Theodore sighed, looked out over the blue gulf, the water smooth as a pane of glass that day. “That sounds nice, coffee for dessert. Maybe we could let them take us in, get a little break.”

“Shit, Theodore, I don’t want to spend the night in jail.” Roy kept one eye on the new wheelchair. He’d slipped into an old folks’ home a couple of days ago and borrowed it after the wheels on the last one gave out. He wondered how many miles he had pushed Theodore since they had left West Virginia. Though he wasn’t good with numbers, he estimated it had to be up around a million by now.

“I’m tired, Roy.”

Theodore hadn’t been acting right since he cost them the job with the carnival the summer before. A young boy, maybe five or six years old, eating a cardboard scoop of cotton candy, had wandered into the back of the tent while Roy was out front trying to drum up some customers. Theodore swore that the boy asked for help in zipping his pants up, but not even Roy could buy that one. Within minutes, Billy Bradford had loaded them up in his Cadillac and dumped them a few miles out in the country. They didn’t even get a chance to say their goodbyes to Flapjack or the Flamingo Lady; and though they had tried to get on with several other outfits since then, word of the crippled pedophile and his bug-eating buddy had spread fast among the carny owners. “Want me to go get your guitar?” Roy asked.

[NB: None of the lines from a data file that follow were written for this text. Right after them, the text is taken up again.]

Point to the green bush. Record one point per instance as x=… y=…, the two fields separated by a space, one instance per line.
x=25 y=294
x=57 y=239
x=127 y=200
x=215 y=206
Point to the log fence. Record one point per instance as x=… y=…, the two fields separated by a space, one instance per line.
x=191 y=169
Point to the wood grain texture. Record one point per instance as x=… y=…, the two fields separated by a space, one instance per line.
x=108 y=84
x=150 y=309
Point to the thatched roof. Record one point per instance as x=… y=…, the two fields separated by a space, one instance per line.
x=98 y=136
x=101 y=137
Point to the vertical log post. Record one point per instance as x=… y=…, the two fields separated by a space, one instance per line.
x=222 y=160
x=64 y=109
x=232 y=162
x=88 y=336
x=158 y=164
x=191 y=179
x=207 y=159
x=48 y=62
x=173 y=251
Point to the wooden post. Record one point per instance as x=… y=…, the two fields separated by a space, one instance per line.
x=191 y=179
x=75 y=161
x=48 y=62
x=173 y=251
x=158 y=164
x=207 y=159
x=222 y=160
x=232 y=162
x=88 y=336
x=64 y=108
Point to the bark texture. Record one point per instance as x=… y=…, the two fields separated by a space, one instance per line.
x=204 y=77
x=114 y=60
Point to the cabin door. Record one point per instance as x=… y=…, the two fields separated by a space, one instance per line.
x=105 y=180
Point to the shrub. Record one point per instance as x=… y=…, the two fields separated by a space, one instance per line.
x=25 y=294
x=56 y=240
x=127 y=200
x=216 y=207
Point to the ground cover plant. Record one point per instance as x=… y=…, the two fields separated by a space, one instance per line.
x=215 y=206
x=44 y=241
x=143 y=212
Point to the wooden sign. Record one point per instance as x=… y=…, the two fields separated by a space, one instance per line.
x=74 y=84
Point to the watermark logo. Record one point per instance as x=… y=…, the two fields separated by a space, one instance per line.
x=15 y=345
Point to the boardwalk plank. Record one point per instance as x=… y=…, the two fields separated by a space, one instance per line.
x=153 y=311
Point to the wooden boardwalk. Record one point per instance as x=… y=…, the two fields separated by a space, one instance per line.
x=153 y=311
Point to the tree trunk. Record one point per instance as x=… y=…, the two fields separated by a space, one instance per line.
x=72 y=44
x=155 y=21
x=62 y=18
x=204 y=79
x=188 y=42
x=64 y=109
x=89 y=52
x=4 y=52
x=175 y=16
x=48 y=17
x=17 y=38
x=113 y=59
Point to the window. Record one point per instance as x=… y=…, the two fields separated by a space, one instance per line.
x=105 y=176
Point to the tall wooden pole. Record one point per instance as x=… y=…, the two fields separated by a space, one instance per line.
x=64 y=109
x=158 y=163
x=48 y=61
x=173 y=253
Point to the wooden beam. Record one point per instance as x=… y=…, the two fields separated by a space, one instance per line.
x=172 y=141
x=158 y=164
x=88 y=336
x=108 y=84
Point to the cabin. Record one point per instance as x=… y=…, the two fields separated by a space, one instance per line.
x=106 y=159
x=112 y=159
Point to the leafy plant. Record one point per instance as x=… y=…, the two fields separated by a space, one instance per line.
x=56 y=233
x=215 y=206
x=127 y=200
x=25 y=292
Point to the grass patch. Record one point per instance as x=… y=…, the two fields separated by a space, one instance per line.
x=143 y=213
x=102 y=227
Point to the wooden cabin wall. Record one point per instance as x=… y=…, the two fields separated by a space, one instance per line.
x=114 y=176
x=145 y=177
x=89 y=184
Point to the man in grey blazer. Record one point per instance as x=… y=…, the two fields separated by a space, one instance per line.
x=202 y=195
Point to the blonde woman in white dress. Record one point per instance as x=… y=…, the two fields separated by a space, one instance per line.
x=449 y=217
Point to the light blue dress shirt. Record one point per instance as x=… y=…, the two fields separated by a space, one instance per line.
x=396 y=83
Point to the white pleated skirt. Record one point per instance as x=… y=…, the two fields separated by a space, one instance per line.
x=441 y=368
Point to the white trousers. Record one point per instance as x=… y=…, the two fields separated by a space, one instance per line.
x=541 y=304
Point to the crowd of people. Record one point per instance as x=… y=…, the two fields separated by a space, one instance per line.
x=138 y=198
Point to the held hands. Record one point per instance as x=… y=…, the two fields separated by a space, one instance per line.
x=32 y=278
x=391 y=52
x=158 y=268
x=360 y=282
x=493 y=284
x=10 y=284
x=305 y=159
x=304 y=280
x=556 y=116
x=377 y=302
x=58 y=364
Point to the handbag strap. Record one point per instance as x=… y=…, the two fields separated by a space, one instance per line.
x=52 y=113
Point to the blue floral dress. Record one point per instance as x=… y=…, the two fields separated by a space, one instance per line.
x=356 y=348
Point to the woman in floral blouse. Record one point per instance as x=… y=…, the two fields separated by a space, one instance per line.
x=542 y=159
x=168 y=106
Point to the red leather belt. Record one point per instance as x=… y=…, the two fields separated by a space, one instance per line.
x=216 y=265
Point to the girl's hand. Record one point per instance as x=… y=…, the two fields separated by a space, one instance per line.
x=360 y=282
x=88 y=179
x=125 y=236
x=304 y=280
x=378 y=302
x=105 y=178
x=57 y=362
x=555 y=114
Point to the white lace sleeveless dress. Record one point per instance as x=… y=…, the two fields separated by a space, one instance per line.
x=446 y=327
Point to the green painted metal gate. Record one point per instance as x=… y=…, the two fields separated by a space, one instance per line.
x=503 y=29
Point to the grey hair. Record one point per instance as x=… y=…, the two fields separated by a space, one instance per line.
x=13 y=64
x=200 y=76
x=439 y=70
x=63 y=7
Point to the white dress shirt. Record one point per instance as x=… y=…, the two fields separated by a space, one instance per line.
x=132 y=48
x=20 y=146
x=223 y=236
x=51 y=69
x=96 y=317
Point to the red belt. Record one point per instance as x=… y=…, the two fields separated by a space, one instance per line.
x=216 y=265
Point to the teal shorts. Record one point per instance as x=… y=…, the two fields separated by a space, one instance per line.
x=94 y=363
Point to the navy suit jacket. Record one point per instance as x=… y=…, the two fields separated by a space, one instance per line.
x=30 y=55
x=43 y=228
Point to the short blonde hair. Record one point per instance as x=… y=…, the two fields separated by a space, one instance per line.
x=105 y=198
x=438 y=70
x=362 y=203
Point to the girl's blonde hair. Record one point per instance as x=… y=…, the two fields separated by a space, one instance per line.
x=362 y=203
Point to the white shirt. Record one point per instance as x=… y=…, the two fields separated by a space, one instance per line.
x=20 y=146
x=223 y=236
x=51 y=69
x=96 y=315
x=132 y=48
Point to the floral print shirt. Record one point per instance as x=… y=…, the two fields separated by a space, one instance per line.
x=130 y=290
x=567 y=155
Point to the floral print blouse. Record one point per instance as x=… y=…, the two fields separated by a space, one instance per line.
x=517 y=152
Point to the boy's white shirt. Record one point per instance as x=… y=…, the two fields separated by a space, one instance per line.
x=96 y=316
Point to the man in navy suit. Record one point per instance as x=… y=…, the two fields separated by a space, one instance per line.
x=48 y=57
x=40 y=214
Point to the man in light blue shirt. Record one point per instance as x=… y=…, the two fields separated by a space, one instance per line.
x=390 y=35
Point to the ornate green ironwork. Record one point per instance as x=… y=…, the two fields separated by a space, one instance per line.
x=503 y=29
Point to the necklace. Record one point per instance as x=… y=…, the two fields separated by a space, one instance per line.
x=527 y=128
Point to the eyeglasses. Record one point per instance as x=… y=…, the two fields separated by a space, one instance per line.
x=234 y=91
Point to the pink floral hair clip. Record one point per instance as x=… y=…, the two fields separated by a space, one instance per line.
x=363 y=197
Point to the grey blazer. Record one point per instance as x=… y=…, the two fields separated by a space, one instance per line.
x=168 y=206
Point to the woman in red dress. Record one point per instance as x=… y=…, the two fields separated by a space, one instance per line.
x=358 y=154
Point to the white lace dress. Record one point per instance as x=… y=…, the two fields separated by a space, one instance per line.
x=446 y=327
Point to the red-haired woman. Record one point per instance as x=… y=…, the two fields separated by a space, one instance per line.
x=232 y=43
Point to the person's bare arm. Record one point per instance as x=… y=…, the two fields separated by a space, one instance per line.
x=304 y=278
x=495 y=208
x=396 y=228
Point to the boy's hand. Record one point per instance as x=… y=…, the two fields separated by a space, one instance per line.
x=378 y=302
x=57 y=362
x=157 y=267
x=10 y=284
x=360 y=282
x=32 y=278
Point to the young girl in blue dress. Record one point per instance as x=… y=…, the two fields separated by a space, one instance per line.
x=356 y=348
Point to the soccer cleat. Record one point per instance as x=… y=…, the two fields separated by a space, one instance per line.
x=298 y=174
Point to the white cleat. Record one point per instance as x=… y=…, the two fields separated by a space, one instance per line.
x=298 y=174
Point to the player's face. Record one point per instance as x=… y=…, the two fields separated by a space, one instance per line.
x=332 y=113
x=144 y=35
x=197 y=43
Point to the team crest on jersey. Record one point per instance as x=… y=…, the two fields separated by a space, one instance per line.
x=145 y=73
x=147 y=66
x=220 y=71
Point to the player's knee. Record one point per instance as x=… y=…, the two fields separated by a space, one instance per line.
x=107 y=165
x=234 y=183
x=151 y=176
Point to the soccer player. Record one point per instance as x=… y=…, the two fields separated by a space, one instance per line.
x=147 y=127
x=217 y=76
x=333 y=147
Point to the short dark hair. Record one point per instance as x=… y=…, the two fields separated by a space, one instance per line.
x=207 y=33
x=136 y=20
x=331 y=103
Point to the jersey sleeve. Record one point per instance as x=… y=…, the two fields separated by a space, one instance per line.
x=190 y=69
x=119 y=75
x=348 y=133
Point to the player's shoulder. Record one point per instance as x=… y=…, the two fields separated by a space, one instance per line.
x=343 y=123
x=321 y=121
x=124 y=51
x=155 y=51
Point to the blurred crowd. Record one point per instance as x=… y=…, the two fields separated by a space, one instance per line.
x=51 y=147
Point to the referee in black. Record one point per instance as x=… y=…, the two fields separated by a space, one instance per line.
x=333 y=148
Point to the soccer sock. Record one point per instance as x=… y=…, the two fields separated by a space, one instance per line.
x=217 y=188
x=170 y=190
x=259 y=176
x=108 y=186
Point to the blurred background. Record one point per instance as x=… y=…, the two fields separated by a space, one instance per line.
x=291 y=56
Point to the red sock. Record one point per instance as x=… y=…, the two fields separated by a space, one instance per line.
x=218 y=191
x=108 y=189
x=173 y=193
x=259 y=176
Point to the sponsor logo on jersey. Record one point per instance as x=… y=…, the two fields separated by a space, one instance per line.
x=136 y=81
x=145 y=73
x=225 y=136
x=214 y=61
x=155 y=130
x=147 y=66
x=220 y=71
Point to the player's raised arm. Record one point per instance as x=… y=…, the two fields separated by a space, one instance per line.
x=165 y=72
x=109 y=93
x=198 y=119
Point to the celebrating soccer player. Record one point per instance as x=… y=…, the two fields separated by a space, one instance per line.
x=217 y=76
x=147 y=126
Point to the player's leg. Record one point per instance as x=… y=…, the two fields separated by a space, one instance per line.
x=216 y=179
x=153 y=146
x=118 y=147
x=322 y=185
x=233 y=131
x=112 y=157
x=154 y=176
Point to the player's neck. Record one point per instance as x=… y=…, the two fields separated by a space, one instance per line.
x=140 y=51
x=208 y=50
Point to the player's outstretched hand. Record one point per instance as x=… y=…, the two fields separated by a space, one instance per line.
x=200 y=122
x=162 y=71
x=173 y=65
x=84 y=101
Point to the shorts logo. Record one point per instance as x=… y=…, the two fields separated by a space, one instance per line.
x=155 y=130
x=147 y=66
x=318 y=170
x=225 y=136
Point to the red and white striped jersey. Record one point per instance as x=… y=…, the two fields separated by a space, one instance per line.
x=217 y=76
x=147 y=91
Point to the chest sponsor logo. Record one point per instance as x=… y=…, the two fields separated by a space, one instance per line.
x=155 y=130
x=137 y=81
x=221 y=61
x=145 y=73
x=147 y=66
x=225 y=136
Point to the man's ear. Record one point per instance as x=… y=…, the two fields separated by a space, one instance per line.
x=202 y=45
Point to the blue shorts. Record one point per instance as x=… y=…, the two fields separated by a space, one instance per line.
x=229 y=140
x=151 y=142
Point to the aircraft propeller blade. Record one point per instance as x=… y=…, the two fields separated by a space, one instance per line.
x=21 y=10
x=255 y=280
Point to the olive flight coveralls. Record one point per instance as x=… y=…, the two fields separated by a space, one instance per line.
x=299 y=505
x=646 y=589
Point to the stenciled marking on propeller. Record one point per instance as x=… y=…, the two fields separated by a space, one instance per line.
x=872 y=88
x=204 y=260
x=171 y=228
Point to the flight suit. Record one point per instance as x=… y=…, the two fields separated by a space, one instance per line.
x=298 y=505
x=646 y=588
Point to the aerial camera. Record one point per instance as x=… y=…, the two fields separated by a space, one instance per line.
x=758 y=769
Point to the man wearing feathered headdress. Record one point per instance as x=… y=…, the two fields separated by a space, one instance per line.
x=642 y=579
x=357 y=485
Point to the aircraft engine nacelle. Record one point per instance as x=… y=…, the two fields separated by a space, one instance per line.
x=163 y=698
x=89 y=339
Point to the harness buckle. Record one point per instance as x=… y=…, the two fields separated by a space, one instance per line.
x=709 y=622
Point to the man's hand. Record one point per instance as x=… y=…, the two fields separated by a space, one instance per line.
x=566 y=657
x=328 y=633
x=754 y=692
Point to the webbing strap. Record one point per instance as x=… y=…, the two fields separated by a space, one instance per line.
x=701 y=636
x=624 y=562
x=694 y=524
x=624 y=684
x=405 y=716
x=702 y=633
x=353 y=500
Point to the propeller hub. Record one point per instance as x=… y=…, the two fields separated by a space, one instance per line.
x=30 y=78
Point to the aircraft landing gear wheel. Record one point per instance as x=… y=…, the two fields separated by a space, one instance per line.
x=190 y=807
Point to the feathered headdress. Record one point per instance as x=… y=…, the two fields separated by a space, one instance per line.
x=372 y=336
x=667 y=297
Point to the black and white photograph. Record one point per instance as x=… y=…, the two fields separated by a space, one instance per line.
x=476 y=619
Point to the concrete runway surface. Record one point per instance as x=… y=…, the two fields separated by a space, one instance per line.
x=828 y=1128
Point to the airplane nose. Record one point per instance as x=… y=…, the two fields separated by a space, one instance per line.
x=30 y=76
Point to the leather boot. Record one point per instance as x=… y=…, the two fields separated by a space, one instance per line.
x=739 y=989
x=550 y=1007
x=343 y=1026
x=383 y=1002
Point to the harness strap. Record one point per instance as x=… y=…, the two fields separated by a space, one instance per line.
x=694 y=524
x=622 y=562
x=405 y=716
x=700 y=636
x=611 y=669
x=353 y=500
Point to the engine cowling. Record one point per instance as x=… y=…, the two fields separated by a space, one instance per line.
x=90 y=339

“Nah,” Theodore said. “I ain’t got no music in me today.”

“You sick?”

“I don’t know,” the crippled boy said. “It’s like there’s never no letup.”

“Want one of them oranges the trucker gave us?”

“Hell no. I’ve et enough of them damn things to last me till the Judgment Day. They still give me the shits.”

“I could drop you off at the hospital,” Roy said. “Come back for you in a day or two.”

“Hospitals, they worse than jails.”

“Want me to pray over you?”

Theodore laughed. “Ha. That’s a good one, Roy.”

“Maybe that’s what’s wrong with you. You don’t believe no more.”

“Don’t start in on that shit again,” Theodore said. “I’ve served the Lord in various capacities. And I got the legs to prove it.”

“You just need some rest,” Roy said. “We’ll find us a good tree to sleep under before dark.”

“It still sounds mighty nice. Them passing out coffee for dessert.”

“Jesus, you want a cup of coffee, I’ll go get you one. We still got some change left.”

“I wish we was still with the carnival,” Theodore sighed. “That was the best we ever had it.”